The above command generates the following figures:

![An example of GPU utilization of a single node application using just one GPU device.](/examples/runtime_format/runtime_gpu_util-69478.0.png)

![An example of GPU power consumption of a single node application using just one GPU device.](/examples/runtime_format/runtime_gpu_power-69478.0.png)

Starting from EAR 6.0, signature files can include extended GPU profiling metrics from the NVIDIA® Data Center GPU Manager ([DCGM](https://docs.nvidia.com/datacenter/dcgm/latest/user-guide/feature-overview.html#profiling-metrics)) and the NVIDIA Management Library ([NVML](https://developer.nvidia.com/management-library-nvml)) GPM interface, including SM activity, tensor/FP64/FP32/FP16 engine activity, memory bandwidth utilization, NVLink and PCIe bandwidth, and more.

> **Note:** DCGM metrics are **not collected by default**. They must be explicitly enabled via EAR environment variables before submitting your job. See the [Extended GPU metrics](https://github.com/eas4dc/EAR/wiki/EAR-environment-variables#extended-gpu-metrics) section of the EAR documentation for details.

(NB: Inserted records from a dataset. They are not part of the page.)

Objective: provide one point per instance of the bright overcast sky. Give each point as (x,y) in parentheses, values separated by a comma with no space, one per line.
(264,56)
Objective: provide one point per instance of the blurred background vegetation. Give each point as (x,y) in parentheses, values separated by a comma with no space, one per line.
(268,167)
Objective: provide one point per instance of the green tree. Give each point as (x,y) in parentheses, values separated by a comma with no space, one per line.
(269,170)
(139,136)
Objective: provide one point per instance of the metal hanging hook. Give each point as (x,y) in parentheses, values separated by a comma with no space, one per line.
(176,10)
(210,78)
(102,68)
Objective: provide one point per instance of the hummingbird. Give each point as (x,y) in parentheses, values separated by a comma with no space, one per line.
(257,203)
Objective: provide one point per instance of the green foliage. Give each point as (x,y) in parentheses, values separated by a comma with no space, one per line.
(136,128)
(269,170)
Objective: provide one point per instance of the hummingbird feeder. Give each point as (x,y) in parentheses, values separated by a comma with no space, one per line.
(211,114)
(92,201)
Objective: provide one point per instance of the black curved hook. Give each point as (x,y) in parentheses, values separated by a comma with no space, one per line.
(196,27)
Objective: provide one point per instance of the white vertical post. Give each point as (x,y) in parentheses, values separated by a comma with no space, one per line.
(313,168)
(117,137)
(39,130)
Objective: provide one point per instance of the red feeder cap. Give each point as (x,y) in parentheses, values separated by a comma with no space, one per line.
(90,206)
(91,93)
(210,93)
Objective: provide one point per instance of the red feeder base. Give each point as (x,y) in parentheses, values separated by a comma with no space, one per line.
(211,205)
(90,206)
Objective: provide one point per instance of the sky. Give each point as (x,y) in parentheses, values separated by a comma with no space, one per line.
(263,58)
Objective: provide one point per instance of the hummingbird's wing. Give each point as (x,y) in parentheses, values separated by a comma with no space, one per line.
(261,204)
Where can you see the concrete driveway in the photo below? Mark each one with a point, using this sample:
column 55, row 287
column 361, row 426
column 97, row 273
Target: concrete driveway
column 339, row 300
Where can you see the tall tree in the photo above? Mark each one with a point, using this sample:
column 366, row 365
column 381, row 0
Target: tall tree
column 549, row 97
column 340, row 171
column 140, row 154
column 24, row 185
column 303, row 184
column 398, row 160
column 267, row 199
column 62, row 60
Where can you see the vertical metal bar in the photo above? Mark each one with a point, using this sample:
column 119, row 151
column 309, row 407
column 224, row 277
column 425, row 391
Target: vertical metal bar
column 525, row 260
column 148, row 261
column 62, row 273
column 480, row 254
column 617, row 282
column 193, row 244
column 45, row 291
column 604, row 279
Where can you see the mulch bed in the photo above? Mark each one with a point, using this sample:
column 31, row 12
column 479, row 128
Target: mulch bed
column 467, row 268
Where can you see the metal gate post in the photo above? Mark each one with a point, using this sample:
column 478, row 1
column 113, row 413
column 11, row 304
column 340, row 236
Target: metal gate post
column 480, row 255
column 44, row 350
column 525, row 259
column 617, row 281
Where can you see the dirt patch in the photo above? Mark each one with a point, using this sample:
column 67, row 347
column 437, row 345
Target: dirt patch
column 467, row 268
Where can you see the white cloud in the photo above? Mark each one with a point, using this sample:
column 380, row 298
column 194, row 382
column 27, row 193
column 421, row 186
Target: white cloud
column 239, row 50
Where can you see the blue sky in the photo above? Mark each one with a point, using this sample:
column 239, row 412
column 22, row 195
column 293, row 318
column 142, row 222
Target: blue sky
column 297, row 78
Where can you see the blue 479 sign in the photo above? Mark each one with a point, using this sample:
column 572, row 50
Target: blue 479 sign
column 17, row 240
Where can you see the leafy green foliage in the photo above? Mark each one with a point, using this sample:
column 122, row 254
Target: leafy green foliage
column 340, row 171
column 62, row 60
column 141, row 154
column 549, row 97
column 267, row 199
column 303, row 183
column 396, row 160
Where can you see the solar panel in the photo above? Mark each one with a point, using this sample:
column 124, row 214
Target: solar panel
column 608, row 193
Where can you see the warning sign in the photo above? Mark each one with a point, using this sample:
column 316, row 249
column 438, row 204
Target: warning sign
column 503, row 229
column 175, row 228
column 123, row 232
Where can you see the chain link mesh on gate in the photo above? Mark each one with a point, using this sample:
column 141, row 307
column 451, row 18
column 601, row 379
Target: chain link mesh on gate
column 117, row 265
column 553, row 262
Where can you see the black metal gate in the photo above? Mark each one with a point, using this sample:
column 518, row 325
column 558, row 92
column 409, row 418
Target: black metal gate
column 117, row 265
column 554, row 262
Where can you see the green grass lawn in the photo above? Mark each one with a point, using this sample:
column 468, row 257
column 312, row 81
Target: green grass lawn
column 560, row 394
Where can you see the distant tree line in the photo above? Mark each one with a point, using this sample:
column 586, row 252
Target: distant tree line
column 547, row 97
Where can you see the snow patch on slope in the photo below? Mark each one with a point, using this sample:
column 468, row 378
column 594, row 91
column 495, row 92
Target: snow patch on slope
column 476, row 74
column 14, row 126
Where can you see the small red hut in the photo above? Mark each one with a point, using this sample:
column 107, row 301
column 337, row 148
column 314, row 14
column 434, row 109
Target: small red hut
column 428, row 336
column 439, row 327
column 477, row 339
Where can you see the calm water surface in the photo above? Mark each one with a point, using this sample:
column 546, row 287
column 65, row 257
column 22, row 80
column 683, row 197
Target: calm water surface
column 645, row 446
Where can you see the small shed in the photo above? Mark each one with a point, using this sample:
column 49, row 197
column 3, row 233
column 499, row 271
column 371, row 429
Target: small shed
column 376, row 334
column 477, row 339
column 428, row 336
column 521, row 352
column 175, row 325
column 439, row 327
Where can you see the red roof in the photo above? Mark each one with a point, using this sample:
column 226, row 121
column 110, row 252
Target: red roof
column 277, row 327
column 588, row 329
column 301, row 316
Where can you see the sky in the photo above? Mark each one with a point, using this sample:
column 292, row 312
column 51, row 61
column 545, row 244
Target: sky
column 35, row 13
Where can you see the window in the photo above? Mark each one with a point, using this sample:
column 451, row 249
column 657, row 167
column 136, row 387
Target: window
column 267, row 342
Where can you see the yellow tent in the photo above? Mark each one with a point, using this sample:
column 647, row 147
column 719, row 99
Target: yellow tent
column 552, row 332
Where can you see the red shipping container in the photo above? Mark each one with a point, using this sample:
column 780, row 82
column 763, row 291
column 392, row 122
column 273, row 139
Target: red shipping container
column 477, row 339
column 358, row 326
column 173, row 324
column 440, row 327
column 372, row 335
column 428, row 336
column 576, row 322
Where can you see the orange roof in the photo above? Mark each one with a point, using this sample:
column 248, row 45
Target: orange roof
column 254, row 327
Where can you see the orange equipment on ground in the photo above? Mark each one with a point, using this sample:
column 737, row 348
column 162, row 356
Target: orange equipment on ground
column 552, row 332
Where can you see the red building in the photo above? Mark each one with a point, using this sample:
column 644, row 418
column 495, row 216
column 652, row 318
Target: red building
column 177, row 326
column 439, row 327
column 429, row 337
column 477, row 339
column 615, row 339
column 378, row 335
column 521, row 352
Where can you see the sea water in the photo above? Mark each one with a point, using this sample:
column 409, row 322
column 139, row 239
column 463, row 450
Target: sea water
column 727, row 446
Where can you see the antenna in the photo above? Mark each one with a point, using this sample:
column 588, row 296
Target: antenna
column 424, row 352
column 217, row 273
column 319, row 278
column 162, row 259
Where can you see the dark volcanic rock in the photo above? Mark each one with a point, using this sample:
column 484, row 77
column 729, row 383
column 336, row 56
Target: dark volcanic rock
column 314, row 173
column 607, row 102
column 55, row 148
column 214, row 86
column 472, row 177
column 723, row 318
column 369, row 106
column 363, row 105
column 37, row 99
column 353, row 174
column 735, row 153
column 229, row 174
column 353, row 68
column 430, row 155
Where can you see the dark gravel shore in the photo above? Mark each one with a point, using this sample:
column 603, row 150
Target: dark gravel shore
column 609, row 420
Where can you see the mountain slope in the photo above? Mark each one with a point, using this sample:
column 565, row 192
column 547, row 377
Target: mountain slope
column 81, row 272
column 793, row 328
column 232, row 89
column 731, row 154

These metrics are available in the default tool configuration once collected. Run `--avail-metrics` to see the full list.

#### Colormap range

By default the colormap is scaled to the data range found in the input, across all nodes and GPUs. Pass `--manual-range` to use the fixed ranges defined for each metric in the [configuration](#configuration) file instead.

### *ear2prv* format

Converts EARL signature data to Paraver Trace Format. All metrics present in the input are included in the trace. `--step-id` is optional, so a single trace can cover multiple steps or an entire workflow.

The mapping to [Paraver Trace Format](https://tools.bsc.es/doc/1370.pdf) is:
- Node-level data → Paraver **task** level (Thread 1).
- GPU data → Paraver **thread** level.

Two example [Paraver configuration files](examples) are provided to get started with the output.

### `ear-normalize-csv`

This command converts EAR v4.3 CSV files to the format expected by the current version of the tool. EAR v4.3 CSVs differ substantially from the current format — they use different application identifiers, are missing the `APPID` column, and use different names for several metric columns. The normalizer handles all of these differences automatically.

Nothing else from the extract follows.